Genomic profiling identifies distinct genetic subtypes in extra-nodal natural killer/T-cell lymphoma

Gehong Dong, Xuxiang Liu, Lifu Wang, Wenjuan Yin, Alyssa Bouska, Qiang Gong, Kunal Shetty, Lu Chen, Sunandini Sharma, Jibin Zhang, Carmen Lome-Maldonado, Leticia Quintanilla-Martinez, Yuping Li, Joo Y. Song, Wenyan Zhang, Yunfei Shi, Jinhui Wang, Lingbo Kong, Xiwei Wu, Jingwen WangHong gang Liu, Lingfei Kong, Wenyong Sun, Weiping Liu, Lili Wang, Timothy W. McKeithan, Javeed Iqbal, Wing C. Chan

Research output: Contribution to journalArticlepeer-review

7 Scopus citations

Abstract

Extra-nodal NK/T-cell lymphoma, nasal type (ENKTCL) is a highly aggressive Epstein-Barr virus associated lymphoma, typically presenting in the nasal and paranasal areas.

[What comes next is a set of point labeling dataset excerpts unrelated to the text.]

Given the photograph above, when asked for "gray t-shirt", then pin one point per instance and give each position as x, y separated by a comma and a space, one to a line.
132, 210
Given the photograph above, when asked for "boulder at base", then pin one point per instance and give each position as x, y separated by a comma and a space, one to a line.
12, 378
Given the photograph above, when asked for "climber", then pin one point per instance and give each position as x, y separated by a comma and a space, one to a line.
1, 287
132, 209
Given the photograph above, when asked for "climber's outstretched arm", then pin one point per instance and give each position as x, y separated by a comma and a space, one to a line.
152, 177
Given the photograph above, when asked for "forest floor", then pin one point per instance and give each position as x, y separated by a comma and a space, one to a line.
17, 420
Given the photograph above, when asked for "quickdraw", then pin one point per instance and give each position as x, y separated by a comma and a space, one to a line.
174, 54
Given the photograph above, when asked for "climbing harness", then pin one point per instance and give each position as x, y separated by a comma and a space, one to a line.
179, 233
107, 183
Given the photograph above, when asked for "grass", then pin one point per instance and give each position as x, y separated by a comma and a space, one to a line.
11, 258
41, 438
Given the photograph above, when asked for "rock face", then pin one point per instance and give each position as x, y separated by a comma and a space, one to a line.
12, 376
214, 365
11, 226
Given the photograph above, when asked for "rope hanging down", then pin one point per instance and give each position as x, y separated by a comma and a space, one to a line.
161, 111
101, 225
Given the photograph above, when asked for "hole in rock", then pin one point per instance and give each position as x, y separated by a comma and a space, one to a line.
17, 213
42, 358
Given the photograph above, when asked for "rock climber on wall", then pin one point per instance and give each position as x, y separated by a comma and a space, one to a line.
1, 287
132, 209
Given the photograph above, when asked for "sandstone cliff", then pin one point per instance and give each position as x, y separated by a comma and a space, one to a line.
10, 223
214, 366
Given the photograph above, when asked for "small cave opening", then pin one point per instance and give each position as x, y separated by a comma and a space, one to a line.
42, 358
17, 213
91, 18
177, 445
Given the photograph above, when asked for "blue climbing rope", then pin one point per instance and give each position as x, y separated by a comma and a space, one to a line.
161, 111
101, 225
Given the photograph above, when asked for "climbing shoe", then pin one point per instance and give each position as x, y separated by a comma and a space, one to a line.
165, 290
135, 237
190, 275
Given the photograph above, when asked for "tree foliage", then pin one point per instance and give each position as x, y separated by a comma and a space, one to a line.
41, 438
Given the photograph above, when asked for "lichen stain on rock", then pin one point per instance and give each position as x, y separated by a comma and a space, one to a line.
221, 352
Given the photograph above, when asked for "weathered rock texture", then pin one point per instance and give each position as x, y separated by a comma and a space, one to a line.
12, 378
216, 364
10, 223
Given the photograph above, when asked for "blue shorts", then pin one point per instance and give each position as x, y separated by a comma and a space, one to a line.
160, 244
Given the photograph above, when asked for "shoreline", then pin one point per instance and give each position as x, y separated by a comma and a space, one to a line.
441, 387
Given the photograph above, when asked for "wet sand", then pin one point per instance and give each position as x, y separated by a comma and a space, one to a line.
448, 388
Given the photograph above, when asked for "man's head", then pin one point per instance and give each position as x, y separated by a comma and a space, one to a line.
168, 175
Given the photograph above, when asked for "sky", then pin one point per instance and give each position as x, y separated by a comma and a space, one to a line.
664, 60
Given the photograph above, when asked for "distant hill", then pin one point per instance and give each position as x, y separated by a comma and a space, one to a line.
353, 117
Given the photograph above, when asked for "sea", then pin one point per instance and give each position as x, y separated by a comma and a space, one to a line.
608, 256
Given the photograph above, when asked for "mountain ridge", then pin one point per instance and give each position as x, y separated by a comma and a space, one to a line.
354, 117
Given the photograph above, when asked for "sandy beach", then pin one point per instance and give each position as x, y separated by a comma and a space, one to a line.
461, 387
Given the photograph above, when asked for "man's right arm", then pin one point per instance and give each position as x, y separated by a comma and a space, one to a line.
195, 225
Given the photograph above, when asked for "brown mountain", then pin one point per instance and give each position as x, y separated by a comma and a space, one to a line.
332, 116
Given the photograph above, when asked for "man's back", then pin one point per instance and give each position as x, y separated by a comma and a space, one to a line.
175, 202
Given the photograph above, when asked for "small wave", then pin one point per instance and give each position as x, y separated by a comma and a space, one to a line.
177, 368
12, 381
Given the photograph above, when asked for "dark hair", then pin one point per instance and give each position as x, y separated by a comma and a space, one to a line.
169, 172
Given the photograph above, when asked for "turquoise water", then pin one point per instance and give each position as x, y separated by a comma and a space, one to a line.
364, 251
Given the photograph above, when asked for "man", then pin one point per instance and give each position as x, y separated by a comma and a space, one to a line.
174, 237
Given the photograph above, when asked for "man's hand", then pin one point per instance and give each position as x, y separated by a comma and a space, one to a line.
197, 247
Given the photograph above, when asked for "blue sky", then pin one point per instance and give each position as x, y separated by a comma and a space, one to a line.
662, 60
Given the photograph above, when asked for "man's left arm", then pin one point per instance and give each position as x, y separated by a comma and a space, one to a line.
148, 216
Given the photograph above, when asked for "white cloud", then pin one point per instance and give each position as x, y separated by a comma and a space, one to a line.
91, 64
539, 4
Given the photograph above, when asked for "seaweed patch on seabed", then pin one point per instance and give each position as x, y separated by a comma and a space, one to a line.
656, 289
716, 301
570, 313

We assembled a large series of ENKTCL (n = 209) for comprehensive genomic analysis and correlative clinical study. The International Lymphoma Prognostic Index (IPI), site of disease, stage, lymphadenopathy, and hepatomegaly were associated with overall survival. Genetic analysis revealed frequent oncogenic activation of the JAK/STAT3 pathway and alterations in tumor suppressor genes (TSGs) and genes associated with epigenomic regulation. Integrated genomic analysis including recurrent mutations and genomic copy number alterations using consensus clustering identified seven distinct genetic clusters that were associated with different clinical outcomes, thus constituting previously unrecognized risk groups. The genetic profiles of ENTKCLs from Asian and Hispanic ethnic groups showed striking similarity, indicating shared pathogenetic mechanism and tumor evolution. Interestingly, we discovered a novel functional cooperation between activating STAT3 mutations and loss of the TSG, PRDM1, in promoting NK-cell growth and survival. This study provides a genetic roadmap for further analysis and facilitates investigation of actionable therapeutic opportunities in this aggressive lymphoma.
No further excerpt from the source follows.